Blood and gore are by no means the cravings of the beast. Human civilization — history will stand as witness — has demonstrated a discernible weakness for both. What is interesting is that war and conflict are not the only manifestations of the human lust for blood. The sporting arena — arena being the indicative epithet in this case — has been the stage of many a bloody contest. The ancient Romans could not take their eyes off sweaty gladiators drawing blood — human and animal — inside the amphitheatre. Save for the Matador, the ‘civilized’ descendants — modern man — no longer slay by way of sport but remain addicted to games which, in George Orwell’s maxim, resemble war minus the shooting. Boxing, Kick-boxing, Lethwei, Thai-boxing, Sanda — the various jewels in the crown of combat sports — may not lead to cracked skulls or ruptured spleens. But they do provide blood, sweat and tears aplenty for public consumption.
But a punch in the gut awaits men and women who get their kicks out of jabs and punts. This is because the harmless pillow fight has, in a manner of speaking, attained adulthood. What was once associated with benign bedroom combat between siblings or friends has now been given a professional coat of paint. The first-ever Pillow Fight Championship took place in Florida last month, featuring 16 men and 8 women combatants who apparently charged at each other with queen-sized pillows stuffed with foam and encased in nylon sailcloth. The organizers of this novel competition hope that the PFC would, in the years to come, become the most popular genre in the diverse universe of martial arts.

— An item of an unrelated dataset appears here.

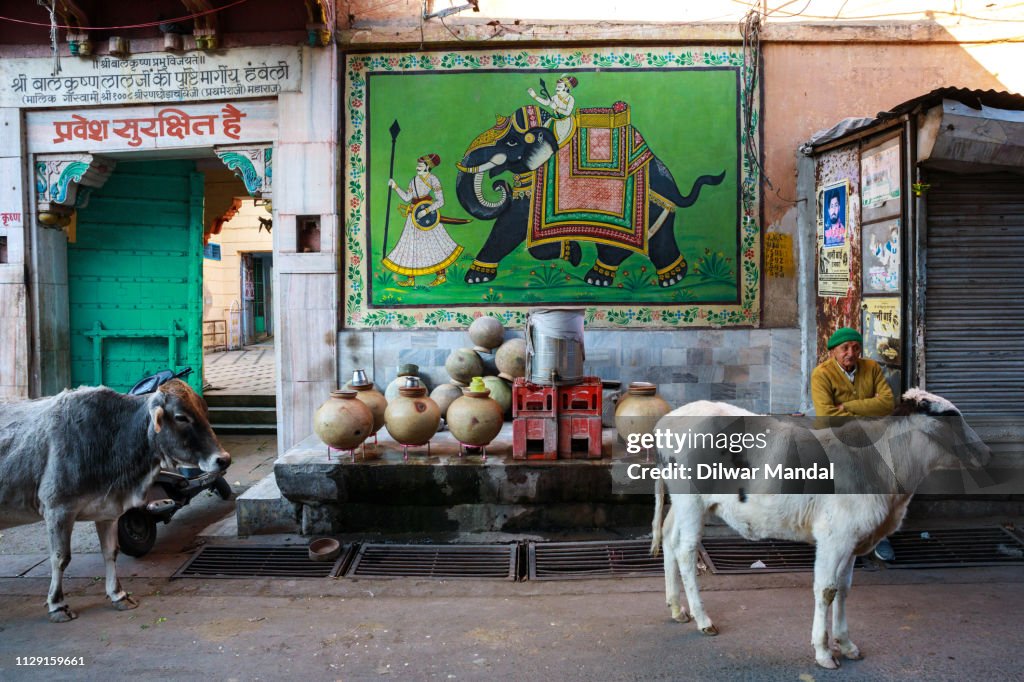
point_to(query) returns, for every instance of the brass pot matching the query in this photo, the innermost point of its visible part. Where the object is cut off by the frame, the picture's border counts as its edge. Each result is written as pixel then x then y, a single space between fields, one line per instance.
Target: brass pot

The jury may still be out on such hopes. But some broad inferences can be drawn from the emergence of the weaponized pillow with a twist. Sport, much like such other spheres as science, technology, and commerce, uses innovation as a form of capital. It is this ingenuity that has been instrumental to the evolution and, also, extinction of a number of sporting activities. Modern football, for instance, traces its roots to ‘folk football’ that was played with variable rules in medieval Britain. But ‘Auto Polo’ — polo played on automobiles instead of horses — has failed to retain its charm. The other issue also pertains to transformation — but of a different kind. Could the evolution of the PFC and its subsequent induction into the ring of combat sports be indicative — in theory — of a waning collective interest in the violence that is latent in some kinds of sporting activity? If this were to be true, it may suggest that the fetishization of violence, glorified through agents of popular culture — films, books, toys — may have finally spawned intriguing forms of resistance within the world of sport. The Pacifist Pillow — would the Mahatma approve? — may be just the right thing to put an end to senseless rituals of violence enacted within the ring.